It is a fundamental failing in this government’s understanding of economics to divorce the buoyancy of business in the territory from the wellbeing of the people. There is no question whatsoever that, if business prospers in the ACT, they will employ people. People in business do not hoard money and say; “Well, that’s terrific. That’s a windfall we won’t spend.” They employ people, they become more productive, they generate better profits, they pay more taxes and they spend. That is what business people are about. You do not go into business simply to do nothing. So it is incumbent on governments to create an environment that is positive for business and not to burn them with crazy taxes involving more paperwork than gain. I take strong exception to the point of view advanced earlier today and on a few other occasions that stimulating business is not supportive of the economy. It is not a view, frankly, that I have heard coming even from many on the Labor side.

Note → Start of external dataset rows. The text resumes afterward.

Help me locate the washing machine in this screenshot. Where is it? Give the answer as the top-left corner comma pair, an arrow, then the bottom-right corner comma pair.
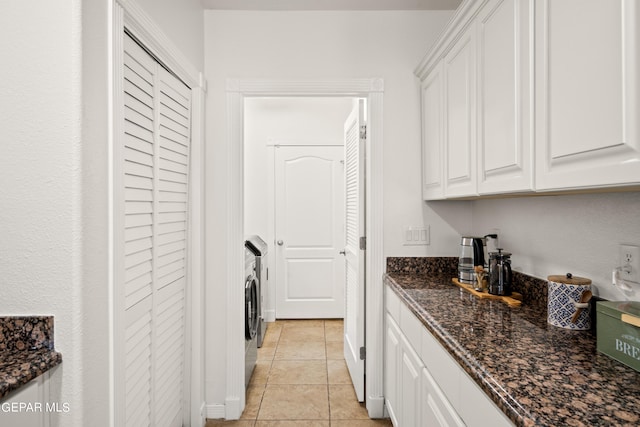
245,236 -> 268,348
244,247 -> 258,387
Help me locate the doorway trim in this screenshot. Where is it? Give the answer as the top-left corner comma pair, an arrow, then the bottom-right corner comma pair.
226,78 -> 385,419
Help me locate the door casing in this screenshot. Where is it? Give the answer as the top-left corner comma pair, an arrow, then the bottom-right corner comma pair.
225,78 -> 385,419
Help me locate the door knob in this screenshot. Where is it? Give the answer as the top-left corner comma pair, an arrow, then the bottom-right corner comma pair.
277,240 -> 284,246
339,250 -> 346,255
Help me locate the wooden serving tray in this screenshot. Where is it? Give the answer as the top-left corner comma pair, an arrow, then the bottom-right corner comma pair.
451,278 -> 522,307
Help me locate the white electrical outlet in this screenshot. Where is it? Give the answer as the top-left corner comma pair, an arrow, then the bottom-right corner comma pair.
619,244 -> 640,284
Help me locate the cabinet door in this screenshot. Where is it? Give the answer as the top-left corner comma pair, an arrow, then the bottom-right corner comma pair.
444,22 -> 478,197
535,0 -> 640,190
422,63 -> 445,200
477,0 -> 533,194
0,375 -> 48,427
400,335 -> 423,427
385,313 -> 401,426
421,367 -> 465,427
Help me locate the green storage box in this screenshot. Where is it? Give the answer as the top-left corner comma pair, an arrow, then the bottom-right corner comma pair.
596,301 -> 640,372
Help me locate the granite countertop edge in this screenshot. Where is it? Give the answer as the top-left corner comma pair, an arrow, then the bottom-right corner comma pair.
0,348 -> 62,400
385,273 -> 535,427
0,315 -> 62,400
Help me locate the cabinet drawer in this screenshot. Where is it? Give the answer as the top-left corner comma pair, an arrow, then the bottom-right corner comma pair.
385,287 -> 401,323
420,325 -> 461,410
399,302 -> 422,352
459,369 -> 513,427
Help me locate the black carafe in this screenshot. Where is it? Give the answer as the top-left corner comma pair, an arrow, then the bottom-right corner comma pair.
488,249 -> 512,296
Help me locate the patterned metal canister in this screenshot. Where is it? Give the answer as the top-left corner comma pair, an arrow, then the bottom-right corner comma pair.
547,273 -> 592,330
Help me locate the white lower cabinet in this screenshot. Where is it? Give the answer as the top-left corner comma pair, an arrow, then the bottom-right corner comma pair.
400,335 -> 423,427
421,366 -> 464,427
0,373 -> 50,427
385,312 -> 401,426
385,288 -> 513,427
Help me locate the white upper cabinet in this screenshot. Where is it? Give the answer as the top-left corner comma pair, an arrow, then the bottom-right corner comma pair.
444,22 -> 478,197
477,0 -> 533,195
417,0 -> 640,199
421,64 -> 445,200
534,0 -> 640,191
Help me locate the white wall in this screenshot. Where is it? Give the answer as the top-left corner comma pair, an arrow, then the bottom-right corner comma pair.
1,1 -> 86,425
244,97 -> 353,238
472,192 -> 640,301
204,9 -> 455,409
0,1 -> 203,426
134,0 -> 205,71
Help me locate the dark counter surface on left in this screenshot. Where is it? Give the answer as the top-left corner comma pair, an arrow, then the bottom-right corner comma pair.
0,316 -> 62,399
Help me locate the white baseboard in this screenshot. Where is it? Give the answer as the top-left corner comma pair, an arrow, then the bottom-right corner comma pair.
205,396 -> 243,421
205,404 -> 225,420
367,395 -> 386,419
224,396 -> 242,420
264,309 -> 276,322
195,401 -> 206,426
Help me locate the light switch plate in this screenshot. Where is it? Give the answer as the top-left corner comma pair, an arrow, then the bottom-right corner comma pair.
403,226 -> 429,246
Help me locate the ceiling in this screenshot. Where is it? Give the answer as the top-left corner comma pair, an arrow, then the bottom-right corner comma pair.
203,0 -> 463,11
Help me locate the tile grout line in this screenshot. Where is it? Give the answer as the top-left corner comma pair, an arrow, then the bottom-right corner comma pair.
324,320 -> 333,423
254,322 -> 279,423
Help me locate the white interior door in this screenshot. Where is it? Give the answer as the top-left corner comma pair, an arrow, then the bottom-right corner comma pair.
274,145 -> 345,318
343,100 -> 366,401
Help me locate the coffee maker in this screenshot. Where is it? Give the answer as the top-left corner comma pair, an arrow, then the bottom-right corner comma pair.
458,234 -> 497,284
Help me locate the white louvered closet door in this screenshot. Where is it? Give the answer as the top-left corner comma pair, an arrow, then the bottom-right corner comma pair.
343,99 -> 366,402
119,33 -> 191,427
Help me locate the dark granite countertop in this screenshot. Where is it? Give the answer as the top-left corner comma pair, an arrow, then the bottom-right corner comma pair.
385,270 -> 640,427
0,317 -> 62,399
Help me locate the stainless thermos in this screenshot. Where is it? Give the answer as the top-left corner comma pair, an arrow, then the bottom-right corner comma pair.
458,237 -> 486,284
458,234 -> 498,285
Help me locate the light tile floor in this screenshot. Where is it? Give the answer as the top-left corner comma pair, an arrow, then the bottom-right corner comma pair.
206,319 -> 393,427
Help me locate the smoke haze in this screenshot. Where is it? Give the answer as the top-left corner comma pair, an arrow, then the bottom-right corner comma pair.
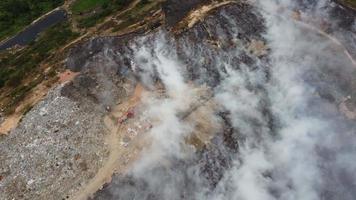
93,1 -> 356,199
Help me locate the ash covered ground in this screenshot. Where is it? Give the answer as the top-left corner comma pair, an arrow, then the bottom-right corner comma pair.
1,0 -> 356,200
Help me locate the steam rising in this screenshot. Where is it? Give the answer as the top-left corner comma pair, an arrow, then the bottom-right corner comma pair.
95,0 -> 356,199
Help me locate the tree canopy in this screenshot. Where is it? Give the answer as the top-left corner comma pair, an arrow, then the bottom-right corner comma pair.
0,0 -> 64,40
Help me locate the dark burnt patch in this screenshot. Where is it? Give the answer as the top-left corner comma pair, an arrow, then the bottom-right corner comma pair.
60,74 -> 99,104
66,32 -> 142,73
329,1 -> 356,29
66,2 -> 272,198
92,143 -> 233,200
175,3 -> 266,87
92,159 -> 202,200
162,0 -> 211,27
329,1 -> 356,57
219,112 -> 239,152
198,144 -> 231,188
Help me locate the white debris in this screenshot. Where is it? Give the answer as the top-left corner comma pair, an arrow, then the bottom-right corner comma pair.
39,107 -> 48,116
27,179 -> 35,185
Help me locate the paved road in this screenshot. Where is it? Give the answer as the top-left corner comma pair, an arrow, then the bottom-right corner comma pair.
0,9 -> 67,51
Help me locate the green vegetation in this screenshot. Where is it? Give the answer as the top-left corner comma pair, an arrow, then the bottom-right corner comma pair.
71,0 -> 132,28
78,8 -> 113,28
0,22 -> 79,114
111,0 -> 157,32
71,0 -> 111,14
0,0 -> 64,41
342,0 -> 356,8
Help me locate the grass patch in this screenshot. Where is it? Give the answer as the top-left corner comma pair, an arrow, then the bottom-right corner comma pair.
71,0 -> 110,14
0,22 -> 79,89
342,0 -> 356,8
111,0 -> 157,32
78,8 -> 112,27
72,0 -> 132,28
0,0 -> 64,41
0,21 -> 79,115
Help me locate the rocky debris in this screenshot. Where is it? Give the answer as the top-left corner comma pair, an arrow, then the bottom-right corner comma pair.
0,50 -> 130,199
0,85 -> 110,200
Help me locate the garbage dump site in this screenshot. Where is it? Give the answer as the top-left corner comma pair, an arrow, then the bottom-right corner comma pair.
1,0 -> 356,200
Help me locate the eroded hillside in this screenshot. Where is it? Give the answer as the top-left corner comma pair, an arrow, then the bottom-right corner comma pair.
0,0 -> 356,200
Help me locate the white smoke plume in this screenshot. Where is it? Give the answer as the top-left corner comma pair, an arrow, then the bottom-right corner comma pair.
131,34 -> 195,170
94,0 -> 356,199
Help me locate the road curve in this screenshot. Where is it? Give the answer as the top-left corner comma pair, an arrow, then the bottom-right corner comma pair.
0,9 -> 67,51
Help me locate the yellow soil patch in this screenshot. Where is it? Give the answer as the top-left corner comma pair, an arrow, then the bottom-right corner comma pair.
0,82 -> 51,135
0,69 -> 79,135
73,83 -> 220,199
247,39 -> 268,57
59,69 -> 80,83
187,1 -> 234,28
73,83 -> 148,200
174,0 -> 235,33
0,115 -> 21,135
291,10 -> 302,21
186,99 -> 220,149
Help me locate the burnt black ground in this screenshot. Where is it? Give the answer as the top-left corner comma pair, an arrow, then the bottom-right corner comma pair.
162,0 -> 211,27
329,1 -> 356,56
88,3 -> 269,199
66,1 -> 356,200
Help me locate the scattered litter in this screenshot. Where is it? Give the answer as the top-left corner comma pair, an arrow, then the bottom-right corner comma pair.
118,109 -> 136,124
27,179 -> 35,185
39,107 -> 48,116
105,106 -> 111,112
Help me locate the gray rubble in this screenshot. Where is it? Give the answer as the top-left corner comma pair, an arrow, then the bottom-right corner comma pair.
0,84 -> 111,200
0,1 -> 355,200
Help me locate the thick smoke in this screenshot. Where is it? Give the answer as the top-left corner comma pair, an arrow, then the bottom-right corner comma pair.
95,1 -> 356,199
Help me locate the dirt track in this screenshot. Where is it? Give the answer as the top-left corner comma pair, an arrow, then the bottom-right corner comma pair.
73,84 -> 148,200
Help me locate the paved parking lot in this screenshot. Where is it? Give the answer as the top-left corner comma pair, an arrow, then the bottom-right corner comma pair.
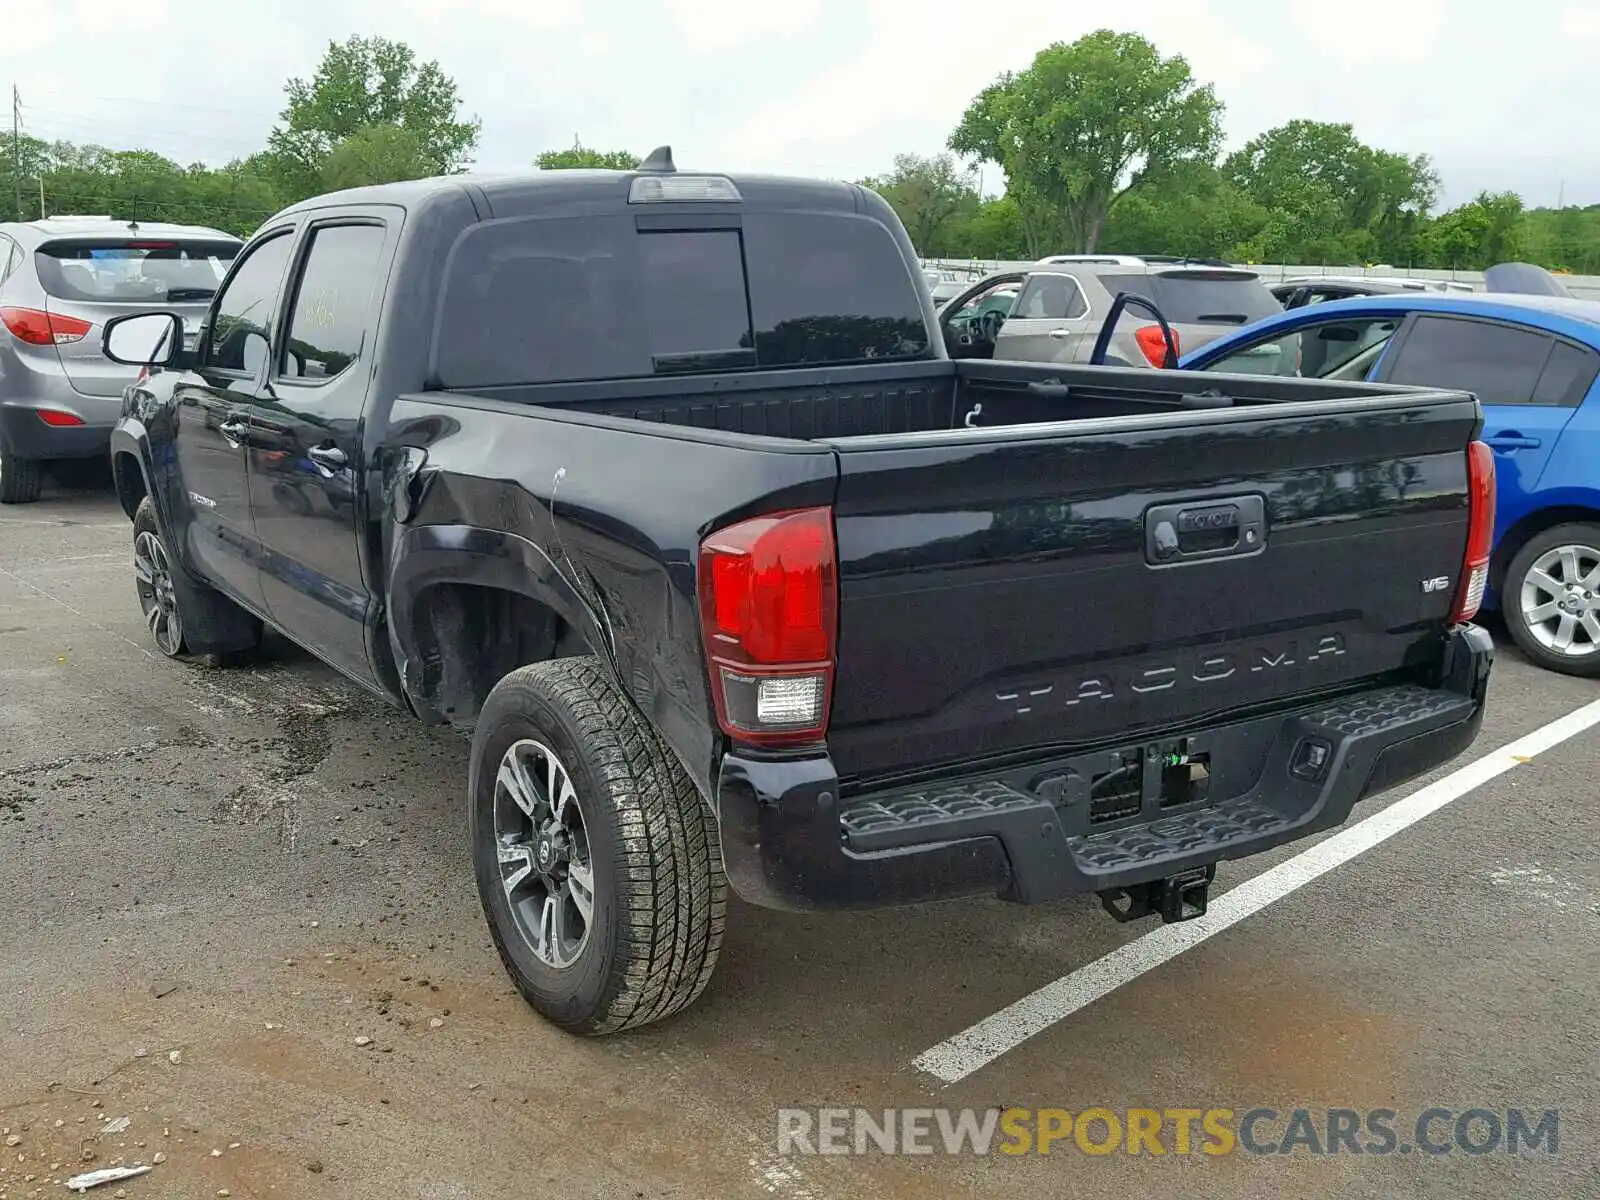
2,482 -> 1598,1200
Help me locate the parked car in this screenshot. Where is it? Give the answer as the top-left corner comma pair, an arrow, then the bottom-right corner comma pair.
1181,282 -> 1600,676
0,216 -> 242,503
939,261 -> 1282,366
1272,275 -> 1475,309
101,150 -> 1493,1035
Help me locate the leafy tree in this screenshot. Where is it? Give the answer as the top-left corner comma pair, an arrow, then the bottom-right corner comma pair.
951,30 -> 1223,253
1099,161 -> 1270,260
860,152 -> 979,255
1223,120 -> 1437,264
535,142 -> 642,170
1419,191 -> 1526,268
321,125 -> 436,191
266,35 -> 480,194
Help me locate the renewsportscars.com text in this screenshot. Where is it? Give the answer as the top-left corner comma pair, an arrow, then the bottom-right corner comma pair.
776,1107 -> 1560,1158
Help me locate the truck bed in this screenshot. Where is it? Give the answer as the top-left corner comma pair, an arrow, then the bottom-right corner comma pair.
461,359 -> 1420,443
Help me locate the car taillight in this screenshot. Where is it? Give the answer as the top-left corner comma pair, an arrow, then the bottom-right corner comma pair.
0,306 -> 92,346
1134,324 -> 1179,367
37,410 -> 85,427
1450,440 -> 1496,624
697,507 -> 838,747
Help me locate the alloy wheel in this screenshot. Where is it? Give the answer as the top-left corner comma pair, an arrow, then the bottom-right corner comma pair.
492,739 -> 596,969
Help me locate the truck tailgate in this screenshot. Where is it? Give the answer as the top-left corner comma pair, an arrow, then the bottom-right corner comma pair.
824,392 -> 1482,783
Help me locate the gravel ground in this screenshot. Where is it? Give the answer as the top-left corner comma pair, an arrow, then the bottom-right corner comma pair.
2,480 -> 1596,1199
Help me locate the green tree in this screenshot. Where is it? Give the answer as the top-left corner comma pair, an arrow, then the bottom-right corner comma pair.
951,30 -> 1223,253
1099,161 -> 1270,260
1223,120 -> 1437,264
535,142 -> 642,170
860,152 -> 980,255
267,35 -> 480,195
1419,191 -> 1526,269
321,125 -> 436,191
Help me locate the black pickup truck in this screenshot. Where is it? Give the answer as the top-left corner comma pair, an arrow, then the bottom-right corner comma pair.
100,149 -> 1496,1035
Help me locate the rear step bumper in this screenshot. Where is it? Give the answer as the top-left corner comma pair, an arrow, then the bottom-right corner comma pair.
717,624 -> 1492,912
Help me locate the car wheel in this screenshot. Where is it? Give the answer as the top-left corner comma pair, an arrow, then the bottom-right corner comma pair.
0,449 -> 44,504
469,657 -> 726,1035
132,498 -> 263,661
1501,523 -> 1600,677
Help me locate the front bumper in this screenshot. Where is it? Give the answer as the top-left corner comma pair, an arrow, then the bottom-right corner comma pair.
0,403 -> 116,460
718,624 -> 1493,912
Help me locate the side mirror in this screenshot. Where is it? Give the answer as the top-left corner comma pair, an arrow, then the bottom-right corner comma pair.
104,311 -> 182,367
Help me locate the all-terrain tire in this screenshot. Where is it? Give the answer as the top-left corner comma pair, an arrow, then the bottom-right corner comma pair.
469,657 -> 727,1035
0,450 -> 44,504
1500,522 -> 1600,677
132,497 -> 263,661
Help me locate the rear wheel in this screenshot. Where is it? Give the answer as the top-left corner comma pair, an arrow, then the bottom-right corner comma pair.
131,498 -> 262,661
0,449 -> 44,504
1502,523 -> 1600,677
469,657 -> 726,1035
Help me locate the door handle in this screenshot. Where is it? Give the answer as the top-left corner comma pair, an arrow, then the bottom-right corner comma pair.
306,444 -> 348,476
218,419 -> 248,446
1048,329 -> 1071,340
1484,433 -> 1542,451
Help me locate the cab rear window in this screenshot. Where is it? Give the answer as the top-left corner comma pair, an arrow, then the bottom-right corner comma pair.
35,239 -> 241,304
433,212 -> 930,388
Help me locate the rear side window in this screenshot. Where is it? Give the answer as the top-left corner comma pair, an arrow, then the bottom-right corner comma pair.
1011,275 -> 1088,319
1381,317 -> 1552,405
1099,271 -> 1281,325
433,211 -> 929,388
1531,340 -> 1600,406
282,224 -> 388,382
34,238 -> 241,303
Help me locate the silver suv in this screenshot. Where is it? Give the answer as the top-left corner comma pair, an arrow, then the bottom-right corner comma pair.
0,216 -> 242,503
939,259 -> 1282,368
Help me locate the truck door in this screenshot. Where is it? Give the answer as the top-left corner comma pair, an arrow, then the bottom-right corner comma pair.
166,227 -> 297,610
247,217 -> 394,678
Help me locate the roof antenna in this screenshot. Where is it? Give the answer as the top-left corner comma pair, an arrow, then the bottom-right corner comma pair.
638,145 -> 675,173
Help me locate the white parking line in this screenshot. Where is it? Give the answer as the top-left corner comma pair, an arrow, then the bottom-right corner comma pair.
913,694 -> 1600,1085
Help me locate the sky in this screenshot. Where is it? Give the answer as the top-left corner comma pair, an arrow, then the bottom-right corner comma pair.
5,0 -> 1600,212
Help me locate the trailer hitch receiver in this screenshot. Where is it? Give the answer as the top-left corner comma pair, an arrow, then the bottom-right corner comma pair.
1098,864 -> 1216,924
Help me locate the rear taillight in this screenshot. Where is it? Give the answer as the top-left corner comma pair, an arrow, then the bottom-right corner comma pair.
37,410 -> 85,427
1450,440 -> 1496,624
0,306 -> 92,346
1134,324 -> 1179,367
697,507 -> 838,747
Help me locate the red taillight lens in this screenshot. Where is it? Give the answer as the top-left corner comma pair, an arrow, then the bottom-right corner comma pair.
37,409 -> 85,427
1134,324 -> 1179,367
698,507 -> 838,746
1450,440 -> 1496,624
0,306 -> 93,346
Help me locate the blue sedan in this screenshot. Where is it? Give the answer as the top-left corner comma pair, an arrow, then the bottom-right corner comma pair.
1180,289 -> 1600,677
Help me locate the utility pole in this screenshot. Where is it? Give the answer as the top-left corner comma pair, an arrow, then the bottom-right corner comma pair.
12,85 -> 22,223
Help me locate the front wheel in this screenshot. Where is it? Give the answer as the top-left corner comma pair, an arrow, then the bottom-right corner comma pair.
131,498 -> 263,661
469,657 -> 726,1035
1502,523 -> 1600,677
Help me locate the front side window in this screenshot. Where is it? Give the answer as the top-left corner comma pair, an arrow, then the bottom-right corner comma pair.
205,232 -> 295,374
282,224 -> 388,381
1381,317 -> 1553,405
1199,317 -> 1400,379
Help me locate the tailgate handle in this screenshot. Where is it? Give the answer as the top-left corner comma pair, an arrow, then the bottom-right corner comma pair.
1145,495 -> 1267,566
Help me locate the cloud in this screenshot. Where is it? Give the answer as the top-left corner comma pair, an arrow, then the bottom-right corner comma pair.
1560,3 -> 1600,35
715,0 -> 1273,172
1288,0 -> 1450,64
666,0 -> 823,55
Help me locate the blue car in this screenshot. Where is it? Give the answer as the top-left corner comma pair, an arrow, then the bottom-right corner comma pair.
1179,280 -> 1600,677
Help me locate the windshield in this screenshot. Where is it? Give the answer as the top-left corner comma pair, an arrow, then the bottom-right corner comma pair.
35,238 -> 241,303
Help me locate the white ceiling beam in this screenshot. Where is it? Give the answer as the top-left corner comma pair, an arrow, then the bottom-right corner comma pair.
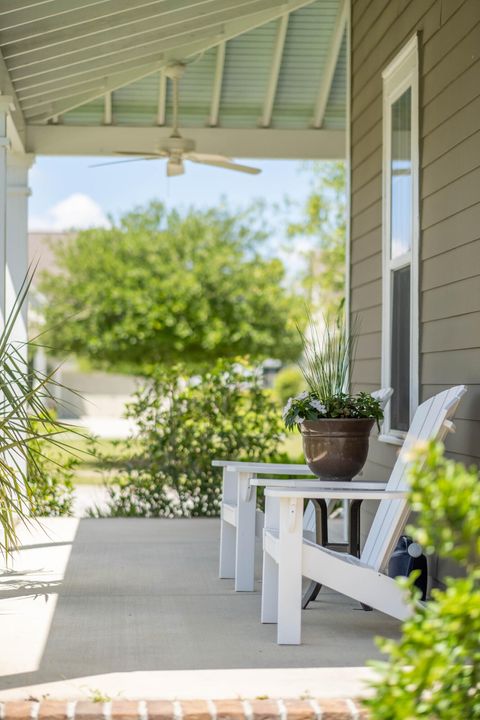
208,41 -> 225,127
3,0 -> 273,59
103,91 -> 112,125
0,50 -> 26,152
7,1 -> 284,82
0,1 -> 57,16
260,13 -> 289,128
157,71 -> 167,126
0,0 -> 168,31
312,0 -> 347,129
1,0 -> 216,47
12,8 -> 243,92
26,125 -> 346,160
22,0 -> 316,124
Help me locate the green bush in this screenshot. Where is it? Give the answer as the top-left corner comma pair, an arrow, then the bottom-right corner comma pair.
273,366 -> 305,406
103,360 -> 285,517
28,424 -> 77,516
365,442 -> 480,719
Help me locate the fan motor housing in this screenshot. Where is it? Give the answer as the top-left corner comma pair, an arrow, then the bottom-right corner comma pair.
161,136 -> 195,154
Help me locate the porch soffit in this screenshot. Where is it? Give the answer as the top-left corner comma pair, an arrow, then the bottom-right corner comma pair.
0,0 -> 347,159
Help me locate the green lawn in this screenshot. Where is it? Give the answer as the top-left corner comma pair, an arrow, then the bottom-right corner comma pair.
59,430 -> 304,486
59,434 -> 140,485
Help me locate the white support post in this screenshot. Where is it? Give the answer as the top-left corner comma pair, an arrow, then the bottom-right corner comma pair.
219,468 -> 237,578
6,153 -> 35,357
5,151 -> 35,485
235,471 -> 257,591
277,495 -> 303,644
0,97 -> 13,330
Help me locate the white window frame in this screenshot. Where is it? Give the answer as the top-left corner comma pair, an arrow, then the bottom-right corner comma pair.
380,35 -> 419,445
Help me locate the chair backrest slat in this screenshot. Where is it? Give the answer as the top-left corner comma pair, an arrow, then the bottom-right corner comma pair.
361,385 -> 466,571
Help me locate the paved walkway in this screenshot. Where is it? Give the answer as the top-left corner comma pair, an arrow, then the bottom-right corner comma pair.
0,518 -> 400,700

The states and territories signed the intergovernmental agreement back in 1999. A raft of taxes went. Wholesale sales taxes on petroleum, liquor and tobacco were abolished. Bed taxes were abolished and, from July 2001, financial institutions duty and stamp duties on marketable securities were abolished. The ministers agreed to abolish debit taxes from 1 July 2005, although their friends in New South Wales managed to beat the other states out of the starting blocks by abolishing debit taxes on 1 January 2002. Other states were listed for review. There was no formal decision on a timetable to abolish those taxes, but they were to be reviewed at this time. These include taxes on hiring arrangements, leases, mortgages, life insurance and business acquisitions.

Through recent weeks we have seen the ACT’s battle on this issue, this alliance that was blindly formed with New South Wales. I find it intriguing that when the Treasurer was away in the Middle East on his business mission, his colleague the New South Wales Treasurer made statements to the effect that they wanted to reduce what the ACT was getting out of the pie. They are not our friends and they are not the friends of the ACT community. But we are told that it is in the interests of the world that we get alongside New South Wales. New South Wales wants our cut of the action and I am staggered that the territory government is putting party allegiances ahead of the territory’s interests by simply lining up with Dr Refshauge on these matters.

Mr Quinlan: Didn’t you read the next day’s paper?

MR MULCAHY: I did read your statement, Mr Treasurer. I find it extraordinary that party discipline is compelling you to line up with your colleagues interstate even if it means that the ACT gets a smaller cut of the pie, which will, of course, only add to your pressures in balancing the books.

There are other initiatives that the ACT should look at. We should look at making modifications on payroll tax. I remember that the Business Coalition for Tax Reform urged reform on the federal Treasurer. In fact, he resisted that. But, of course, with the windfall gains that the states and territories have had, they could have actually made changes. The states and territories have been big winners but, sadly, they have lost the opportunity, particularly in the ACT, to benefit from that. Now they are saying, “We need more money and we cannot afford to make any reductions in those tax levels.”